The first floor lounge area would also be remodeled, opening space to look down upon the ground floor.
Towle said the students she has spoken with want to keep the relaxed atmosphere that currently exists on the first floor.
“There is a real strong sentiment from students to keep the couches because they like a place to sleep,” she said. “I battle the administration that says, ‘We don’t like seeing students sleeping in the student union.’ But a lot of students said, ‘Our favorite thing is to come over here and lay on the couch, take a nap.’ So I think that’s something we’re really going to be thinking about, how we can incorporate space for quiet lounge areas.”
Union patrons also said they would like more places to study and meet with friends.
“I’d like a more homey common area,” said Erik Butz, a member of the counsel of religious advisers with the Campus Crusade for Christ. Butz said he comes to the union three or four days a week. “More coffee shop-ish type of stuff is what I’m thinking. More hangout places, more quiet spots.”
Another lounge area would also be added on the first floor, with refreshments offered, and possibly a stage for live music. Towle said many students want alcoholic beverages to be served there, but current University policy does not allow alcohol on campus.

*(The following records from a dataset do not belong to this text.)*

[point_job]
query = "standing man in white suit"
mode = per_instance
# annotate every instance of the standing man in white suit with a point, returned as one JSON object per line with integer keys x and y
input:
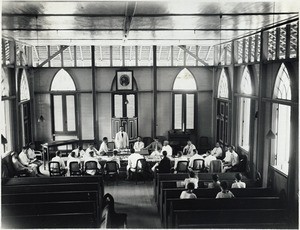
{"x": 121, "y": 140}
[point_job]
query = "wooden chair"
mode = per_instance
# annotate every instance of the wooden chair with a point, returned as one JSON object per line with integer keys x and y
{"x": 54, "y": 169}
{"x": 111, "y": 169}
{"x": 75, "y": 169}
{"x": 182, "y": 167}
{"x": 198, "y": 165}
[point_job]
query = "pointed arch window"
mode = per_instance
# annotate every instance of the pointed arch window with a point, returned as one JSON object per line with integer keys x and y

“We’re definitely open to (alcohol),” Towle said.
Andre Viktora, president of the Board of Governors, said the board is planning a trip to the University of Wisconsin–Madison to visit its union, where alcohol is currently served, to get an idea of what effect it has on the union.
The second floor, where student organizations and administration are now housed, would change as well.
Plans call for adding conference space for student organizations, and two common areas for student organizations to share. The larger student organizations, such as the Minnesota Student Association, now located on the second floor, would move to the third floor. These organizations would continue to pay rent to have their own separate offices.
The third and fourth floors would remain essentially the same, but the conference rooms currently housed there would be remodeled.
The board is also considering adding a computer lab to either the third floor or the basement.
Not everyone thinks Coffman should change, however. Pat McSherry, a non-degree-seeking student who attended the University in the 1970s, said he doesn’t think the renovations will attract more students.
“I can tell you what the social life was here in ’72,” he said. “I’ve seen the transition and it’s tragic. It was a much friendlier atmosphere in ’72. Coffman was much more crowded. Students regularly came down here for some sort of interchange. People are basically not coming here anymore.”
McSherry added that people don’t use Coffman like they once did because the social climate at the University has changed, and students prefer to spend their time off-campus. He also said the smoking ban may have driven smokers away from the union.
“(Renovation is) an attempt to mechanically change what can’t be changed mechanically,” he said. “It’s a problem with the people. They’re not coming here because they’re not social.”